= List of major commands of the United States Air Force =

This is a list of major commands (MAJCOM) of the United States Air Force.

A major command is a significant Air Force organization subordinate to Headquarters, US Air Force. Major commands have a headquarters staff and subordinate organizations, typically formed in numbered air forces, centers, wings, and groups.

Historically, a MAJCOM is the highest level of command, only below Headquarters Air Force (HAF), and directly above numbered air forces (NAFs).

The USAF is organized on a functional basis in the United States and a geographical basis overseas. A major command (MAJCOM) represents a major Air Force subdivision having a specific portion of the Air Force mission. Each MAJCOM is directly subordinate to Headquarters, Air Force. MAJCOMs are interrelated and complementary, providing offensive, defensive, and support elements. An operational command consists (in whole or in part) of strategic, tactical, or defense forces; or of flying forces that directly support such forces. A support command may provide supplies, weapon systems, support systems, operational support equipment, combat material, maintenance, surface transportation, education and training, or special services and other supported organizations.

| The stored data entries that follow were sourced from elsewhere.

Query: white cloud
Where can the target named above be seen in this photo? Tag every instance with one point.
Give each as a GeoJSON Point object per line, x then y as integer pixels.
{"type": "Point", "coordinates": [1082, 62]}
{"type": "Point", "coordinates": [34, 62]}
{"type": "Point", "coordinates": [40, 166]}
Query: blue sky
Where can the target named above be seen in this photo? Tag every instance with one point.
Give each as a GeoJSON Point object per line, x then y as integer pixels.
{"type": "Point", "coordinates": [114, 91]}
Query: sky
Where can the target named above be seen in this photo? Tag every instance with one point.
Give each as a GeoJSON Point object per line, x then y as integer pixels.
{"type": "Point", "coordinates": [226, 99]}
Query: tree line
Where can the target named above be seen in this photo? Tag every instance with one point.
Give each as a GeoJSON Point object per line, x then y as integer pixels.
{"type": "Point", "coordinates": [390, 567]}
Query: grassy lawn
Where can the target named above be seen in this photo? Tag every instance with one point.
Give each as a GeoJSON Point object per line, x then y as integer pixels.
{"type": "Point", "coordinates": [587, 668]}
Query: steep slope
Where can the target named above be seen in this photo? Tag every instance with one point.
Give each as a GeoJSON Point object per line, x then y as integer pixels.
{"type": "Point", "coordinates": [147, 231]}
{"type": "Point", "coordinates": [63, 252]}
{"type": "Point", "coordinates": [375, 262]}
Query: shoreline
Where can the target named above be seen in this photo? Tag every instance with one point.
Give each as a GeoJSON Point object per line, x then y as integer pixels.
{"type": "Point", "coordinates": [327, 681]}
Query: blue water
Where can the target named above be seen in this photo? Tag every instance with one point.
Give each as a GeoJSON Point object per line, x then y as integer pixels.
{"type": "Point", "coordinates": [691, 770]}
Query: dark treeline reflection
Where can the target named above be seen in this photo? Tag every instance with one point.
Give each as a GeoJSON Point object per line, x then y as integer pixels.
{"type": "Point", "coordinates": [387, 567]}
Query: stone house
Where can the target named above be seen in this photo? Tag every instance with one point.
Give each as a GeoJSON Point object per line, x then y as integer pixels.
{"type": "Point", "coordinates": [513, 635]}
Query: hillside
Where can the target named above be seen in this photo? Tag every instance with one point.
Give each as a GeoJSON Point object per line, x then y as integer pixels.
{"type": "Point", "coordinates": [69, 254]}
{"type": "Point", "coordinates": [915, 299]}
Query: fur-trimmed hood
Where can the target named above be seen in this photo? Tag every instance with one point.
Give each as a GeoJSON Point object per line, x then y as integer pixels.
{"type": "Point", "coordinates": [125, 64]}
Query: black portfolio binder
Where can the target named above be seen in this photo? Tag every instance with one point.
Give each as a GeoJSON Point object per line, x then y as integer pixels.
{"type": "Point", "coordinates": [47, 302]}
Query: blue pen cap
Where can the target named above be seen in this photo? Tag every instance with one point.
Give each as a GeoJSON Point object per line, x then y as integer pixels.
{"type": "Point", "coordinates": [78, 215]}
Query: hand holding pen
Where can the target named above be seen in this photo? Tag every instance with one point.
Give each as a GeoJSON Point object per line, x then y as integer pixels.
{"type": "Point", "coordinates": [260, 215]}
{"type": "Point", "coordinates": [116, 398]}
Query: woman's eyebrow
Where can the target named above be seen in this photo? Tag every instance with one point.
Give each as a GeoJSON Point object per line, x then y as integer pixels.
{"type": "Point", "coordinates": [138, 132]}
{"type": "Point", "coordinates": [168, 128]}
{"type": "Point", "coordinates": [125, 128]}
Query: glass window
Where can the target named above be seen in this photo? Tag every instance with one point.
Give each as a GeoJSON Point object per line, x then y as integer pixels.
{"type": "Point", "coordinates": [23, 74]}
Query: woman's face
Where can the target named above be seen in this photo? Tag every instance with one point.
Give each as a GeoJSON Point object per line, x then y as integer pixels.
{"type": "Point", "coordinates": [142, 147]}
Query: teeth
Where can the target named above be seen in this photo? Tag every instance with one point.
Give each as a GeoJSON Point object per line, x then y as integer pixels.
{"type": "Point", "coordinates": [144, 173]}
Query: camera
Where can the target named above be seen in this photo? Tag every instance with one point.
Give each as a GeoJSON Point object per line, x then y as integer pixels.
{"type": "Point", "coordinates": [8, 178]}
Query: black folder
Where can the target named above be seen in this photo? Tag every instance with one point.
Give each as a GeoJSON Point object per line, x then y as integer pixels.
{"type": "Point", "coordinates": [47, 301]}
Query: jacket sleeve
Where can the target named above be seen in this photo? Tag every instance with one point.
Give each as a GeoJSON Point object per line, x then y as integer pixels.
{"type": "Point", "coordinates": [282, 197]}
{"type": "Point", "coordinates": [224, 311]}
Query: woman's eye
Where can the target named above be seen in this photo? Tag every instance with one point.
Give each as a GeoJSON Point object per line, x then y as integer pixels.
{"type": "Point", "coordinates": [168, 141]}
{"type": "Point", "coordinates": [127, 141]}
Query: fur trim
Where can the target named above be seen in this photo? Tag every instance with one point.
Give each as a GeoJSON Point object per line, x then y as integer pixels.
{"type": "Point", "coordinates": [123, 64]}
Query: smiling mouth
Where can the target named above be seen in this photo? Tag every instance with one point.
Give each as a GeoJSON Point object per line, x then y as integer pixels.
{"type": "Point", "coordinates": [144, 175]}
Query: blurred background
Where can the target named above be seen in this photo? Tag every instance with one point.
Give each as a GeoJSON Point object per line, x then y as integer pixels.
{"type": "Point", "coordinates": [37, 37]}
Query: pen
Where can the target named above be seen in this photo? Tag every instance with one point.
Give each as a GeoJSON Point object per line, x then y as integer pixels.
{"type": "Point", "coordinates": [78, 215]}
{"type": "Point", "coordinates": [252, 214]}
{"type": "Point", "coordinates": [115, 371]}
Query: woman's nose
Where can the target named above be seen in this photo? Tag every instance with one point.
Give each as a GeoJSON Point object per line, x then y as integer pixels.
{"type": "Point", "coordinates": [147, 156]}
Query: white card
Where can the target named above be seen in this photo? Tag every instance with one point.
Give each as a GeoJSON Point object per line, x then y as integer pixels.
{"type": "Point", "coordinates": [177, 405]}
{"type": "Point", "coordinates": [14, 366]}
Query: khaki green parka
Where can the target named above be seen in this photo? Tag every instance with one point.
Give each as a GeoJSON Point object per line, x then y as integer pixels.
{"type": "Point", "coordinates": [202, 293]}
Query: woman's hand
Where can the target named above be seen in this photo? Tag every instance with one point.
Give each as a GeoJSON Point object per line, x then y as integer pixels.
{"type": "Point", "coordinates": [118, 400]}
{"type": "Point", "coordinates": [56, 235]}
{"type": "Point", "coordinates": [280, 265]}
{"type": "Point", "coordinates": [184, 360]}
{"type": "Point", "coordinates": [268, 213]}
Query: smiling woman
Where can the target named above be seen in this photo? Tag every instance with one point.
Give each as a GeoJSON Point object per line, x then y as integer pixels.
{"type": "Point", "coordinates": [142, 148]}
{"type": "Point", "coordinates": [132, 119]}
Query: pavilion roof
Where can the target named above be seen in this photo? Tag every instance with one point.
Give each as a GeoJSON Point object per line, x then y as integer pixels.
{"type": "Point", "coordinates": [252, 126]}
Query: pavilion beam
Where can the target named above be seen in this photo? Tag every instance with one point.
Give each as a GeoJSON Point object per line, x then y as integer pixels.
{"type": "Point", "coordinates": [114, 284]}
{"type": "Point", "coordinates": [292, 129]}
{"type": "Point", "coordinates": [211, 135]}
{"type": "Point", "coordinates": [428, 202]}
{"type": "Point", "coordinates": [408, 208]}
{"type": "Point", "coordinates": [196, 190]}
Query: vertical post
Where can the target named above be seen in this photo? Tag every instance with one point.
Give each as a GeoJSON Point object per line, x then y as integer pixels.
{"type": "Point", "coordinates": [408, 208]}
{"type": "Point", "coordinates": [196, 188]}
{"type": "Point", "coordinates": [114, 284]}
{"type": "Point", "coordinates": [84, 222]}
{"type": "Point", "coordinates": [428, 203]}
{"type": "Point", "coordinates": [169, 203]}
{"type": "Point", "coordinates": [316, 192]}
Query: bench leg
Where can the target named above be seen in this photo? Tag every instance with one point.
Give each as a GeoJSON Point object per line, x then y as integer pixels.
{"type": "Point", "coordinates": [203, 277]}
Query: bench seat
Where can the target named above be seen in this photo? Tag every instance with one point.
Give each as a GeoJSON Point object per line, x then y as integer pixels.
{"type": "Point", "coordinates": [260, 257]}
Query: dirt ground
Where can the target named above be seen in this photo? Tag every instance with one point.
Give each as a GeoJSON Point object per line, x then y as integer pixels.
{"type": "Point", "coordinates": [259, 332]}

From 1948 to 1991 MAJCOMs had the authority to form wings using manpower authorizations under their control. Each MAJCOM or other organization reporting directly to USAF was assigned a block of four digit numbers to use for units it organized. The system terminated in 1991 when USAF assumed control of all units except for provisional ones. While the majority of MAJCOM wings were support units, combat commands could (and did) create combat units on their own as shown at List of MAJCOM wings of the United States Air Force.

The USAF's last major reorganization of commands was in 1992. In July 2006, the Air Force Network Operations (AFNETOPS) command was stood up at Barksdale Air Force Base. At the time, it was anticipated that it would be transformed into a new MAJCOM: the Air Force Cyber Command. However, this did not occur, and AFNETOPS was integrated into Air Force Space Command.

On 20 December 2019, the United States Space Force became an independent military service and Air Force Space Command was transferred and redesignated as Space Operations Command.

Despite the naming similarity to other major commands, the Air Force Medical Command (AFMEDCOM) is not a MAJCOM, rather a Direct Reporting Unit (DRU).

Since its inception in 1947, a total of 27 organizations have been designated as major commands. Over time, the role of MAJCOMs have changed: some were replaced with NAFs, while some NAFs were replaced with MAJCOMs.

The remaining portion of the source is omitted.